The first great school—the school of Grolier as it may be called—is characterized mainly by the simple motives of straightness and curvature. Straight and curved bands or straps and straight or curved lines are interwoven one with the other and distributed on a more or less simple or intricate but always symmetrical plan over the sides and back and sometimes the edges of a book.
The second great school—the school of the Eves—is characterized by the symmetrical distribution over the side of the cover of symmetrically drawn compartments or panels, and the union of them all into one organic whole by the intermediation of twisted or interwoven bands. This is its main and for its earlier years almost its only characteristic. But the school attained its maturity by the combination with it of an independent contemporary style, which consisted in the use of a number of brandies, spreading from each corner of the cover toward the center, the unity of the whole being enhanced by a semis, simple or alternate, of some simple tools over the whole of the side. The combination was effected under the direction, if not by the hands, of the great binders Nicholas and Clovis Eve, and consisted in the enrichment of the interspaces of the first style by means of the sprays and branches of the second. When mature the school was characterized by compartments symmetrically distributed and connected, filled with dainty devices or with the severer tools of the Grolier pattern, and supported and enriched in the inter-spaces by foliated branches and sprays.
The third great school—the school of Le Gascon—and perhaps the last, was characterized by the combination with the geometrical framework of the preceding school of a new motive, borrowed, I think, from the contemporary lace, or perhaps filigree work, and used, ultimately, to fill in both the compartments or panels and the space between them. The motive is an exceedingly simple one, a small spiral of dots, but the close repetition of it has a singularly rich if somewhat bewildering effect. The school, however, in what specially characterized it, has dropped the tradition of form and is content with the glitter of gold. The repetition of the spiral is not always organic in its construction. The spirals are placed side by side, they do not grow the one out of the other. And I submit that all patterns, to be good, must be organic in the relation of their details and organic in the method of their development.
The great schools of design which I have thus attempted to characterize are historical, and they are closed. The future, as I have elsewhere had occasion to remark, is not, in my opinion, with them or their developments or repetition, however much the present may occupy itself with their corrected iteration.
Design is invention and development, and when development has reached a certain point the invention is exhausted and some new departure must be taken. No new departure, however, of any importance has taken place since the close of the great schools of France of the sixteenth and seventeenth centuries, and the decoration of bound books is still an open problem awaiting solution at the hands of genius.
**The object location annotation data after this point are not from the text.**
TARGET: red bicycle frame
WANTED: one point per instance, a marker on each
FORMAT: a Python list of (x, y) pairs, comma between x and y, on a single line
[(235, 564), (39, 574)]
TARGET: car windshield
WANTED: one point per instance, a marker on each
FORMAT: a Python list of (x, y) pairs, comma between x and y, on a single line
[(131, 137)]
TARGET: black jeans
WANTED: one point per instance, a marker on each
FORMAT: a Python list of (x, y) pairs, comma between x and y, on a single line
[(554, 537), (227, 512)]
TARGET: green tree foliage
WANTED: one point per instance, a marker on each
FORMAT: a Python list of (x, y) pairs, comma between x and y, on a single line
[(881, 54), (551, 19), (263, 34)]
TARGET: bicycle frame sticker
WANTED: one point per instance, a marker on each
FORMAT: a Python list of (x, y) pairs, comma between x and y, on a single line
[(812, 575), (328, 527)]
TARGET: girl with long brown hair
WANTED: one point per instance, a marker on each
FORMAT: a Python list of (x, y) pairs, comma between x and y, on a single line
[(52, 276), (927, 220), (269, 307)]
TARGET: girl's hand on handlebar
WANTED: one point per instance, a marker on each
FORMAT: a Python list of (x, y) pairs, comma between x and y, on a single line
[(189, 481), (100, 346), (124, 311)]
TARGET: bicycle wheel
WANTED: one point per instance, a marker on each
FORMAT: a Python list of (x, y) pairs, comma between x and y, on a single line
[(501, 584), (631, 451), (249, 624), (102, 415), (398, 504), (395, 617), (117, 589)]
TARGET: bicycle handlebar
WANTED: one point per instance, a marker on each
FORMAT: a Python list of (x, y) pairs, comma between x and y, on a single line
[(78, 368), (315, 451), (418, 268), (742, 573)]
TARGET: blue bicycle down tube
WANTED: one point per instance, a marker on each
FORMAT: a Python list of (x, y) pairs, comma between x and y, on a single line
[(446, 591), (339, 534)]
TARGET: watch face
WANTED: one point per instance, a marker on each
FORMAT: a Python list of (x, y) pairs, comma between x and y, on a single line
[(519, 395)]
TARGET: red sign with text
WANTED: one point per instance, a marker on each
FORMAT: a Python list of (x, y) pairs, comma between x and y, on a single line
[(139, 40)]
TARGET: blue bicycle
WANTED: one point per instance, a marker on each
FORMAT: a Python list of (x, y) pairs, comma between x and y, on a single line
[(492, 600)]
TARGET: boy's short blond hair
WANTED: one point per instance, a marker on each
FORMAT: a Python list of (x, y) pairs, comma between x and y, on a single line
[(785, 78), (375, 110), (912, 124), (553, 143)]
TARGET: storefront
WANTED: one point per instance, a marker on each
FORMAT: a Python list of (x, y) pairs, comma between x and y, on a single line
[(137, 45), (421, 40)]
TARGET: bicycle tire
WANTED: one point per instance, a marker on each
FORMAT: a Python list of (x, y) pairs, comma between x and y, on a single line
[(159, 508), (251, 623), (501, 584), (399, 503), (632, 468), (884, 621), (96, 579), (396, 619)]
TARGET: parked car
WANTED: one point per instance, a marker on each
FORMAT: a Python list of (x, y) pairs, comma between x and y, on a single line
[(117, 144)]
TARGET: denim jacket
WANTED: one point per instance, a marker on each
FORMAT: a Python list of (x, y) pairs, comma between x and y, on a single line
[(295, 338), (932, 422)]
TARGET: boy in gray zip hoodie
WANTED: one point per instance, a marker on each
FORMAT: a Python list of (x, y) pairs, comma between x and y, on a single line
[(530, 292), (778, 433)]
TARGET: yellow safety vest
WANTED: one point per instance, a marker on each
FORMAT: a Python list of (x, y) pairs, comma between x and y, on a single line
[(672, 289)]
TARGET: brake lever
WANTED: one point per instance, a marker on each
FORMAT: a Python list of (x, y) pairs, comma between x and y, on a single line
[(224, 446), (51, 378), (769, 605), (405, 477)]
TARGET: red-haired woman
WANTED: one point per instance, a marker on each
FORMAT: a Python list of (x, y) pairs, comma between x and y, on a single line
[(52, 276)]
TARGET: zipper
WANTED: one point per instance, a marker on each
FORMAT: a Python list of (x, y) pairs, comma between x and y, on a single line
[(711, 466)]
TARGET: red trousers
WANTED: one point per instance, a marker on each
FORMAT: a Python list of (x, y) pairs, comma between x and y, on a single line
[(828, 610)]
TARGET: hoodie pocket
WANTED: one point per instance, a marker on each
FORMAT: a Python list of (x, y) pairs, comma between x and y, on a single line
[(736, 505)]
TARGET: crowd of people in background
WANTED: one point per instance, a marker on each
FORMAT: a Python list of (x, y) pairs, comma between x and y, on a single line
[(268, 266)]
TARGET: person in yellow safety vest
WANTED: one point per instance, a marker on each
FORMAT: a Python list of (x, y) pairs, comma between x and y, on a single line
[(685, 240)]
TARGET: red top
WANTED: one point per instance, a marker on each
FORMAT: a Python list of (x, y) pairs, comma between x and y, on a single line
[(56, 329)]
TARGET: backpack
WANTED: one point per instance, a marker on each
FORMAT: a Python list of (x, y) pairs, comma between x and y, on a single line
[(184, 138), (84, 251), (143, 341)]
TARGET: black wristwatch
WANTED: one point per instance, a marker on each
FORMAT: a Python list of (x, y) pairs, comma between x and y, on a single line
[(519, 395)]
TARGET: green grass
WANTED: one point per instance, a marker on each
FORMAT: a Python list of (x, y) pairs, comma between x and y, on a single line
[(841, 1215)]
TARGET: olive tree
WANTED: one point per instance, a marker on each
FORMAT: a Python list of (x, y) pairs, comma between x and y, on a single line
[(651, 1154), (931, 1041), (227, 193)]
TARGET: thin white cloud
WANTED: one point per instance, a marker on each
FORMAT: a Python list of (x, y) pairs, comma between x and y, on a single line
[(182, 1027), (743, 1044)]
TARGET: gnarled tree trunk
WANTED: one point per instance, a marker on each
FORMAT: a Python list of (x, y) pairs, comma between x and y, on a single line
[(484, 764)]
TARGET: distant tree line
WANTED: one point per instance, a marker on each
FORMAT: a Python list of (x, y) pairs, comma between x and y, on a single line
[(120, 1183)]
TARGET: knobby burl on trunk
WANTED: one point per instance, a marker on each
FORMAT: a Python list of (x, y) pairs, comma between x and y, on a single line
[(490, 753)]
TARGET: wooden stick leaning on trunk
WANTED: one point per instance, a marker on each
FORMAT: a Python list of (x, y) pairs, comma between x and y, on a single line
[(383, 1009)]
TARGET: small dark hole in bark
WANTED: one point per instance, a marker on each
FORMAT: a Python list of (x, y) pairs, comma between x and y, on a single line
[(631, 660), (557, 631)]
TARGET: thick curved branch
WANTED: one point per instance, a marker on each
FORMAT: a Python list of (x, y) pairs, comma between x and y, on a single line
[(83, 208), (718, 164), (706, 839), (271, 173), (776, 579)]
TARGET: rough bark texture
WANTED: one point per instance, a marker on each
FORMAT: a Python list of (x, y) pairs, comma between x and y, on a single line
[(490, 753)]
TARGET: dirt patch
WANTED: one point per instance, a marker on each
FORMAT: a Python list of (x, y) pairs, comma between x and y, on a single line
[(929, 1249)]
But though the problem awaits solution the conditions of the problem may, I think, be stated shortly in general terms. In the first place, then, there must be in any design a scheme or framework of distribution. The area to be covered must be covered according to some symmetrical plan. In the second place, the scheme or framework of distribution must itself be covered by the orderly repetition and, if need be, modification and development of some primary element of decoration. In the great French schools which I have attempted to describe, the motifs were primarily curved or straight bands or lines, and compartments composed of the same, the whole pattern of the first school becoming, in principle, the motifs of the second and third.
Before leaving this subject of design I may be permitted to prophesy that in the infinite inventions of Nature herself will, in the future as in the past, be found the suggestions of design, and that in seeking them there the craftsman artist will enter again into that vital communion with her which is the condition at once of his own happiness and of his own imaginative growth. But the prophecy must be accompanied by this caution—design can not, in my opinion, be taught. It is as distinctly a gift of imaginative genius as the power of poetical vision and expression. To the conditions of the problem, then, must be added the genius suitable for its solution.
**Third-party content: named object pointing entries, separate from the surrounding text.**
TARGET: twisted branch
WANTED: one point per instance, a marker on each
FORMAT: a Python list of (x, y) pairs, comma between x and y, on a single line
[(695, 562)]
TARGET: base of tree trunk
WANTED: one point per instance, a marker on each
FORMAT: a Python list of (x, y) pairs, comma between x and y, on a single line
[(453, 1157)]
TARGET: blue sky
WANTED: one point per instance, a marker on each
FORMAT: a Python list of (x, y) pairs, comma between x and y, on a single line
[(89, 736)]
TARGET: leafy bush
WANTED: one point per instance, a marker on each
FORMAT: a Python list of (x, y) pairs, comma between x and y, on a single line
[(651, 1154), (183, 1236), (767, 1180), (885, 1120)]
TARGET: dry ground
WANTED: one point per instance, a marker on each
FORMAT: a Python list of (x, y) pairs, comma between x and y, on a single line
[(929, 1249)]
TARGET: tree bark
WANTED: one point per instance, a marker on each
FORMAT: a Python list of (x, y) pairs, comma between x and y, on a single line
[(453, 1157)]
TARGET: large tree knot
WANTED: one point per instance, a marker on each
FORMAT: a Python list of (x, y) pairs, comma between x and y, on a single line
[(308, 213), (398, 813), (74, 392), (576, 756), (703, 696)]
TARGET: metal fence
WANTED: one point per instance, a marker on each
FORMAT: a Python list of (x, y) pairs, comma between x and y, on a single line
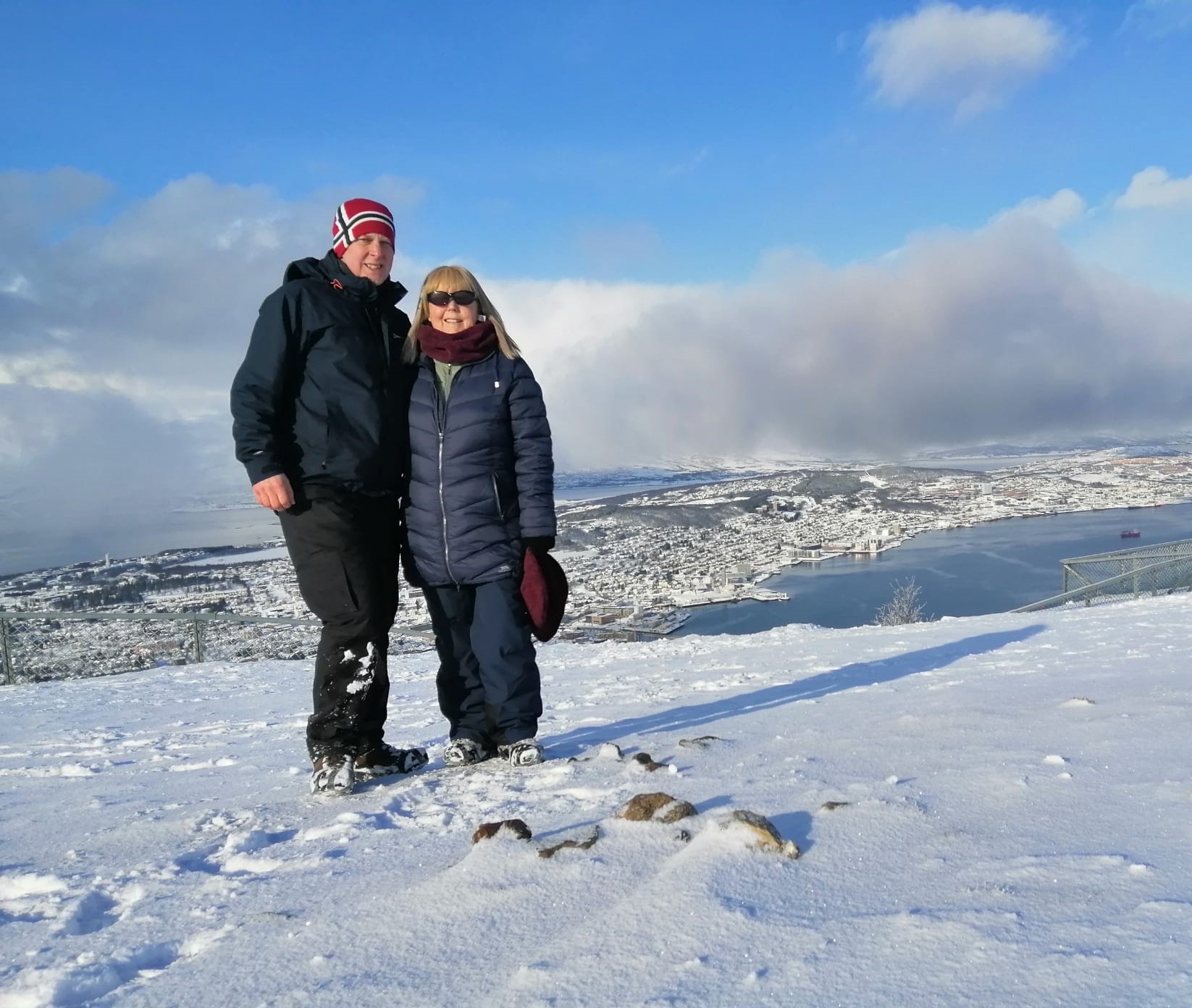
[(1162, 568), (38, 646)]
I have now, in conclusion, to say what, in my opinion, the craft of the binder is, and in what relation it stands to the supreme art and craft of life itself.
All this universe of light and shade and sound, which at all moments surrounds us, and constitutes the supreme object of man's thoughts, his intranscendent inner and outer self, may be looked upon as itself a work of art in progress, and man's life through the ages as an attempt, ever renewed, to apprehend it in its entirety, and to reduce it to something appreciable by his imagination and his affections. This is not the moment to dwell at length upon this attempt, or to show how, with increasing knowledge of his environment, his previous conceptions of it have perished to give birth to higher and wider appreciations; but I may allege that, in my opinion, all the religions which have figured upon the stage of history, as well as all philosophical and scientific systems, are attempts at this reduction of the universe, and of man as a part of it, to an entirety harmonious within itself, and fit to be the dwelling place of the imaginative soul of mankind. They are attempts, and for some of us they have ceased to be adequate. For myself, I see only unbounded space and infinite time, and within those illimitables, a finite world obedient to law, unfolding to unknown ends; and though I can not grasp that world in its entirety, yet I can divine the amplitude of its rhythm, be sensitive to its adaptations and to the balance of its parts, and, in the spirit of the infinitely great, work at the infinitely little, and feel the two akin in their adjustments, balance, and rhythm.
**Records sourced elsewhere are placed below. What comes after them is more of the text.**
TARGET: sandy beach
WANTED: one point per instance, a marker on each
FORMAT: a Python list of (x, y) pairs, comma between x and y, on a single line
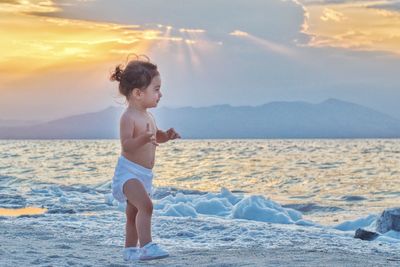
[(65, 240)]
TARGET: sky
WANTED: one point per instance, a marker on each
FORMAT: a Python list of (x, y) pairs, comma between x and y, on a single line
[(56, 56)]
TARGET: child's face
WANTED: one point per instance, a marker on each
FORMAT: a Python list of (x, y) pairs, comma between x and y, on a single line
[(152, 94)]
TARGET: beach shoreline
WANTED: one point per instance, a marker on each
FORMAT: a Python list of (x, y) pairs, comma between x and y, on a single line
[(65, 240)]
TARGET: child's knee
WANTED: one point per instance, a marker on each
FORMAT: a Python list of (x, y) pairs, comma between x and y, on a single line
[(130, 218), (147, 207)]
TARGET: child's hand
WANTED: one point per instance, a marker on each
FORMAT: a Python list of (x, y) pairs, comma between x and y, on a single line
[(172, 134), (149, 136)]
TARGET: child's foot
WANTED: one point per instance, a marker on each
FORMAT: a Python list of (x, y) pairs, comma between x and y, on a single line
[(152, 251), (131, 253)]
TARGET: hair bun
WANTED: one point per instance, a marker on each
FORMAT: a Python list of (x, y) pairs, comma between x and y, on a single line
[(117, 74)]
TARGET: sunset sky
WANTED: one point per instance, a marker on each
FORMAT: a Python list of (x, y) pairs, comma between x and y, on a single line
[(56, 56)]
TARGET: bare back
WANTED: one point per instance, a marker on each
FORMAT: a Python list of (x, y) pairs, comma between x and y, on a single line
[(133, 124)]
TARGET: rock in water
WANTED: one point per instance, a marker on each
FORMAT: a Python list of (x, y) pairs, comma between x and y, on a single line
[(365, 235), (389, 220)]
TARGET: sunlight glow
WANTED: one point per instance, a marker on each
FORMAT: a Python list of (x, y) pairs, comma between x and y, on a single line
[(266, 44), (358, 25)]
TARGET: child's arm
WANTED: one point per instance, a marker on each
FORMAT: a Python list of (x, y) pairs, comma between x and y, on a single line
[(163, 137), (128, 142)]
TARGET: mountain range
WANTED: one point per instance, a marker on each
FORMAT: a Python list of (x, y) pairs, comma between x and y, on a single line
[(329, 119)]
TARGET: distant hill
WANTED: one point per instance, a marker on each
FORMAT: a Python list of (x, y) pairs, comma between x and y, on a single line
[(330, 119)]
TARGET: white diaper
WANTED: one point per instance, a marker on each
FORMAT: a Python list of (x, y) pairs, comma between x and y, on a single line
[(126, 170)]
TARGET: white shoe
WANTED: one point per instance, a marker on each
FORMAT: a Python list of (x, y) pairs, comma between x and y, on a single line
[(131, 253), (152, 251)]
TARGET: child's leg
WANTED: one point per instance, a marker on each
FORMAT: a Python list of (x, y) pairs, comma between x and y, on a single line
[(137, 196), (131, 237)]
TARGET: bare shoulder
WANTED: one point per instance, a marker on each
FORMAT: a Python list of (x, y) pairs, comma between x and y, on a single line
[(127, 124), (152, 119), (127, 117)]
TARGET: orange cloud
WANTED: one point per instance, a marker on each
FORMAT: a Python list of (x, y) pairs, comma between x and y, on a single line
[(355, 26)]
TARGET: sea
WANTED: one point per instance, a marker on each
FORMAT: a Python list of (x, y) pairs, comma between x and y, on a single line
[(328, 180)]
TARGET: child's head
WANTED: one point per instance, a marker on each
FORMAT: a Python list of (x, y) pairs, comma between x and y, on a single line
[(139, 81)]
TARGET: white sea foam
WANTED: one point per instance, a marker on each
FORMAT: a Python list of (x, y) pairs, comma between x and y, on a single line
[(236, 209)]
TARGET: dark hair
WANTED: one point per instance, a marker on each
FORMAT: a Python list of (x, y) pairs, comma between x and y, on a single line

It is in this intuition of the harmony of the universe that the ideal of the work of the hand resides. It is itself an adjustment, at once beautiful and serviceable. It is a dedication of man's powers to an end not beyond man's reach; it develops invention and the imaginative faculties; it distracts the mind from the vexed question, never wholly to be put aside, of man's own ultimate destiny; it gives him rest; it gives him hope that, even as from the work of his own hands here there arise things of beauty and of use, so from his whole life's work there may arise in the “hereafter,” which in some sense may be only another form of the “present,” a something of even greater use and greater beauty still.
It is in this wise that I commend to you all the life of the workman, of the workman working in little in the spirit of the whole.
- Address delivered at the Royal Institution of Great Britain, February 2, 1894.